Fique claro que a questão não é a criminalização ou não. É a forma como está sendo feita.
Ora, a analogia, em matéria penal, é algo
estritamente proibido pela Constituição Federal em suas cláusulas pétreas, qual
seja o artigo 5º, XXXIX: “não há crime sem lei anterior que o defina, nem pena
sem prévia cominação legal.”
E o que leva o Ministro a crer que mesmo
assim o STF pode ir além da própria Constituição Federal?
A crença de que o STF tudo pode e pode tudo. Que
compete a eles, ministros, dizer o que seja o melhor para a
Sociedade, como se lê do que segue:
“Sendo assim e considerando que a atividade de interpretar os enunciados normativos, produzidos pelo legislador, está
cometida constitucionalmente ao Poder Judiciário, seu intérprete oficial,
podemos afirmar, parafraseando a doutrina, que o conteúdo da norma não é,
necessariamente, aquele sugerido pela doutrina, ou pelos juristas ou advogados,
e nem mesmo o que foi imaginado ou querido em seu processo de formação pelo
legislador; o conteúdo da norma é aquele, e tão somente aquele, que o Poder
Judiciário diz que é. Mais especificamente, podemos dizer, como se diz dos
enunciados constitucionais (= a Constituição é aquilo que o STF, seu intérprete
e guardião, diz que é), que as leis federais são aquilo que o STJ, seu guardião
e intérprete constitucional, diz que são.” (Ministro Teori Zavaski; AI nos
EREsp 644.736/PE, Corte Especial, julgado em 06/06/2007, DJ 27/08/2007, p.
170).
Esse é o cerne da doutrina do realismo jurídico, sinteticamente expresso na afirmação de Oliver Wendell
Holmes, Jr., antigo ministro da Suprema Corte dos Estados Unidos: “o Direito é
o que os tribunais dizem que ele é” (“the law is what the courts say it is”),
visceralmente contrário à tradição jurídica nacional e ao que o povo
brasileiro, por intermédio de seus constituintes, em 1988, na Assembleia Nacional Constituinte, escolheu para si, e o expressou no Princípio da Legalidade, inciso
II, do artigo 5º, enquanto Cláusula Pétrea: "Ninguém será obrigado a fazer
ou deixar de fazer alguma coisa senão em virtude de lei".

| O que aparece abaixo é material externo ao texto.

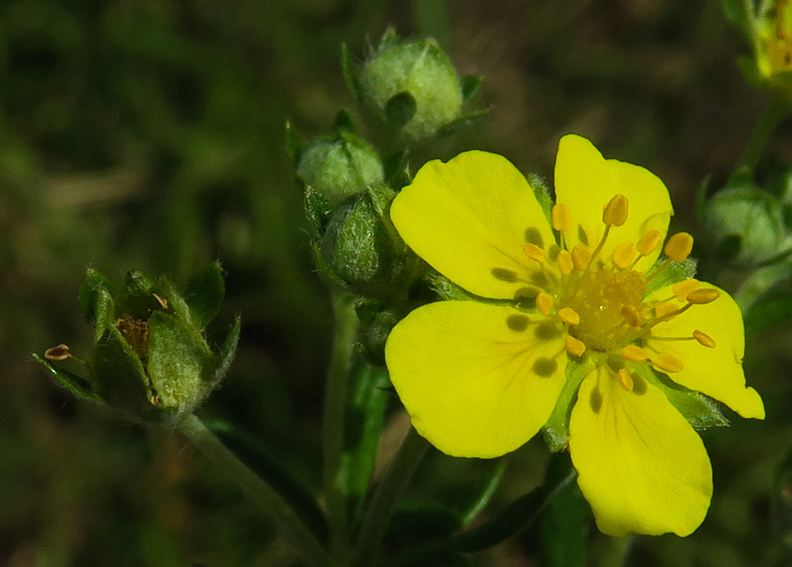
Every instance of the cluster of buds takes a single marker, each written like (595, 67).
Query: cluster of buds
(151, 361)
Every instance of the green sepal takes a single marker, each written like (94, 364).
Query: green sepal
(225, 356)
(204, 294)
(556, 430)
(118, 376)
(293, 144)
(471, 85)
(365, 413)
(563, 523)
(542, 194)
(139, 296)
(700, 410)
(96, 302)
(674, 272)
(400, 109)
(70, 381)
(516, 517)
(263, 461)
(178, 363)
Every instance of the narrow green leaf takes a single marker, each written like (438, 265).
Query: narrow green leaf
(204, 293)
(75, 384)
(263, 461)
(513, 519)
(563, 523)
(363, 424)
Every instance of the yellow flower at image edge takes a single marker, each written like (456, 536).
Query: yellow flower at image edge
(480, 378)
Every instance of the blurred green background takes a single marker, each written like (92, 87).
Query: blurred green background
(149, 134)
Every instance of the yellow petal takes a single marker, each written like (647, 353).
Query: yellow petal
(470, 219)
(478, 380)
(717, 371)
(640, 464)
(586, 182)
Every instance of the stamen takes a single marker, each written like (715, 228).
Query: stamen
(679, 246)
(561, 217)
(625, 379)
(682, 289)
(634, 353)
(534, 252)
(581, 257)
(569, 316)
(703, 296)
(544, 302)
(664, 309)
(668, 363)
(575, 346)
(623, 254)
(704, 339)
(649, 242)
(631, 315)
(615, 212)
(565, 262)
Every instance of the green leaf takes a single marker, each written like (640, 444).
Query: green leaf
(697, 408)
(204, 294)
(293, 143)
(75, 384)
(363, 424)
(400, 109)
(263, 461)
(563, 524)
(516, 517)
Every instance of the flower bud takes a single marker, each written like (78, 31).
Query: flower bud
(150, 360)
(411, 87)
(746, 224)
(337, 167)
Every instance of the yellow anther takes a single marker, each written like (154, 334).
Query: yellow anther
(634, 353)
(668, 363)
(575, 346)
(679, 246)
(704, 339)
(562, 218)
(534, 252)
(544, 302)
(569, 316)
(683, 288)
(631, 315)
(625, 379)
(564, 261)
(702, 296)
(624, 254)
(615, 212)
(665, 309)
(581, 257)
(649, 242)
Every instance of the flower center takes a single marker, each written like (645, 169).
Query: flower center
(601, 297)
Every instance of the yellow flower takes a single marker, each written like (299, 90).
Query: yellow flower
(560, 298)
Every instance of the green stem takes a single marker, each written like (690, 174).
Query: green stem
(262, 494)
(335, 485)
(775, 111)
(396, 477)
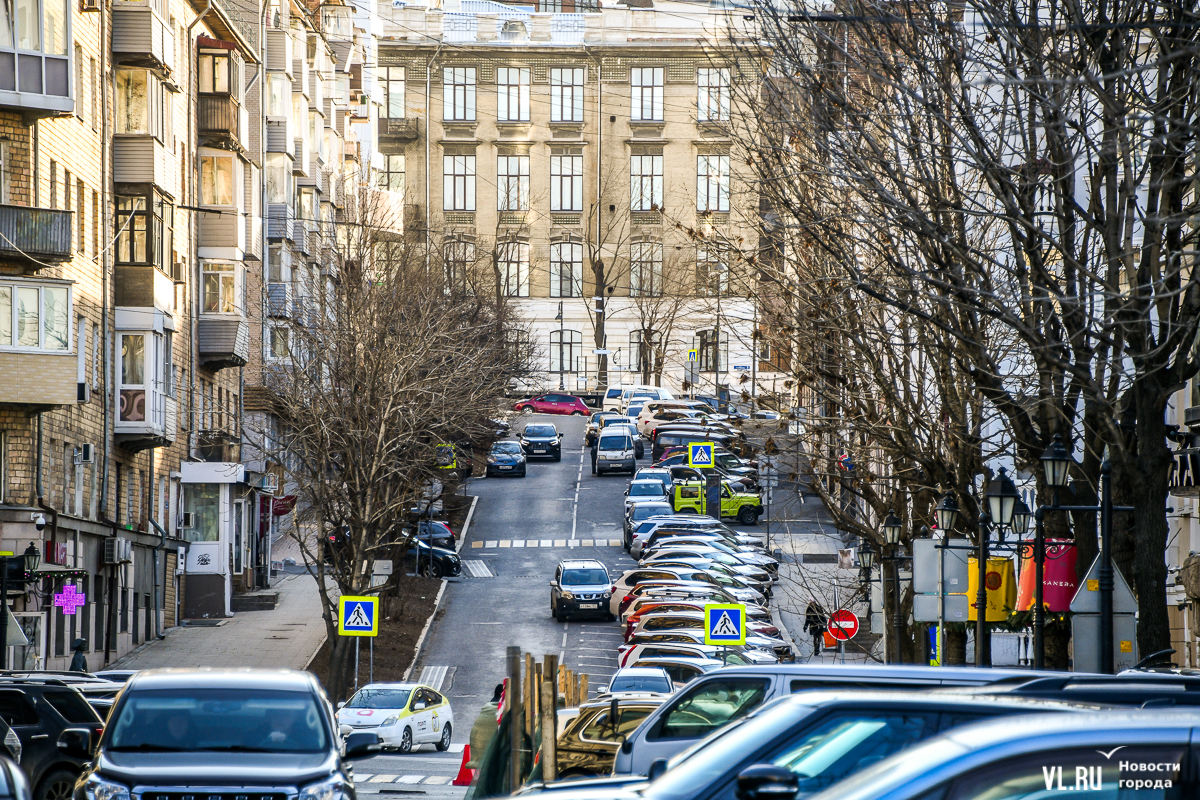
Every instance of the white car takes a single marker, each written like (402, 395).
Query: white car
(402, 715)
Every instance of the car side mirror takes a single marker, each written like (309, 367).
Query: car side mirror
(76, 743)
(360, 744)
(763, 781)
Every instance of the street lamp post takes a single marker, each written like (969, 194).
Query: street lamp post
(33, 558)
(892, 528)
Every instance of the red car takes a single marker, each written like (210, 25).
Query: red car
(553, 404)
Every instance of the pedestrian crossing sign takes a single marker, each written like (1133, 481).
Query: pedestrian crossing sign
(700, 455)
(358, 617)
(725, 624)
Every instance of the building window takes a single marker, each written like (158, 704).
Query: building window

Cujo desdobramento, em matéria penal,
está no artigo 5º, inciso XXXIX: “não há crime sem lei anterior que o defina,
nem pena sem prévia cominação legal”. Outra cláusula pétrea.
Mais claro é impossível.
O próprio Celso de Mello já se referiu ao
princípio da legalidade como “um dos princípios
mais importantes no Direito Constitucional; o principio capital para a
configuração do regime jurídico-administrativo, e que este é a essência
do Estado de Direito,
pois lhe dá identidade própria.”
Mas como se nada
disso significasse coisa alguma, os ministros do STF enveredam pela doutrina do Realismo
Jurídico, em sua versão tupiniquim, esgrimida enquanto arma de Poder, para conter o alvoroço investigatório do Senado e Receita Federal e manda um aviso
claro ao Congresso e ao Poder Executivo: “mandamos nós; obedece quem tem
juízo”.
O que existirá além para além aquelas paredes luxuosas que o Poder Legislativo e Executivo não possam investigar?
Pior: ao
fazê-lo, ferem, mortalmente, o princípio da soberania da vontade popular, tão
importante que se encontra no artigo no parágrafo único
do artigo 1º da Constituição Federal:
"Todo o poder emana do povo, que o exerce por meio de representantes eleitos ou diretamente, nos termos desta Constituição."
"Todo o poder emana do povo, que o exerce por meio de representantes eleitos ou diretamente, nos termos desta Constituição."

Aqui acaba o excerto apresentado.